Moreover, it has only been tested to a very limited extent. Further tests and preliminary experiments show that Sasi index is affected by multiple errors. Despite repairs and improvements, it is still unreliable and may return inconsistent results, so we don’t think it can be used in a production environment.


Datastax recommends avoiding using Sasi indexes for any queries on the production system.


You can check the usage of the Sasi index using the following command:

$ grep -e 'CREATE CUSTOM INDEX.*SASIIndex' schema.cql|wc -l


8.4 checking the use of DSE search index

DSE has its own search index implementation based on Apache Solr, which is called DSE search. This implementation transparently integrates with the core Cassandra and allows indexing of stored data. It can perform different types of searches on any column or combination of columns in a table, such as full-text search, range search, precise search, etc.


Although it is very flexible, the following points need to be considered:

Note: Apache Lucene and Solr as well as DSE search have some limitations. The storage attached index (SAI) in DSE 6.8 improves many of these limitations.

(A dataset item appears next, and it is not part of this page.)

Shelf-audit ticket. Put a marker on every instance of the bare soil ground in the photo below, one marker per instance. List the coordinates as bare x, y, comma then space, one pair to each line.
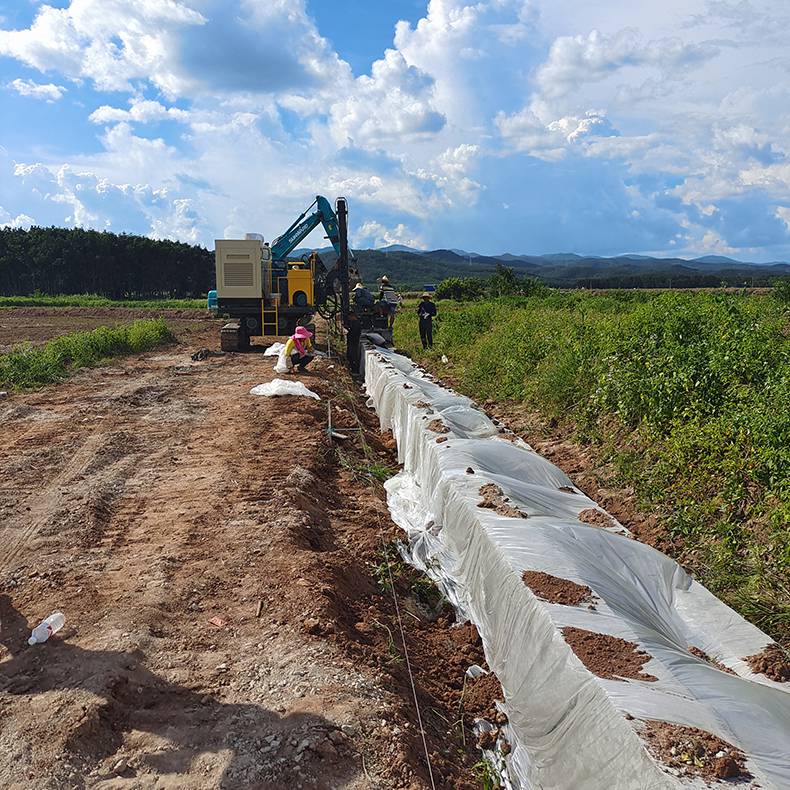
221, 575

  • To build objects in the DSE search index, DSE needs to read the corresponding rows from the base table, which increases io.

  • Number of tables with DSE search index

The recommended maximum number of indexes depends on the version of DSE and hardware. See capacity planning for DSE search.

  • Usage and number of virtual nodes.

Since DSE search performs decentralized collection queries for all token ranges, the number of queries sent is proportional to the number of token ranges. Keep the number of dsvnodes or DSES as small as 8.

  • The size of the search index.

It is recommended to keep the single index side under the limit of 250 GB, and the size of all search indexes should not exceed 500 GB.

  • Which sequences and their types are indexed.

The size of the DSE search index may be significantly larger than the data size in Cassandra, depending on the type of index column and the type of index. To keep the index size under control, only the columns that are needed are indexed. Different index types also affect performance. Instead of being searched for a full-text string, for example, instead of a sub column.

  • Some data types, such as counters and freeze maps, are not supported.

  • Static columns cannot be indexed.

  • The number of objects (documents) within a single search index on a single node (up to 2 billion documents).

When an index table uses columns with user-defined types, the upper limit can be reached quickly because the columns are indexed into separate documents.

  • The consistency level of DSE search to execute the query is one. This means that if you don’t fix the data, the returned results may be different.

  • Row level access control is not supported.


You can check the usage of the DSE search index using the following command:

$ grep -e 'CREATE CUSTOM INDEX.*Cql3SolrSecondaryIndex' schema.cql|wc -l


Use the describe active search index command to access the schema and configuration of each index.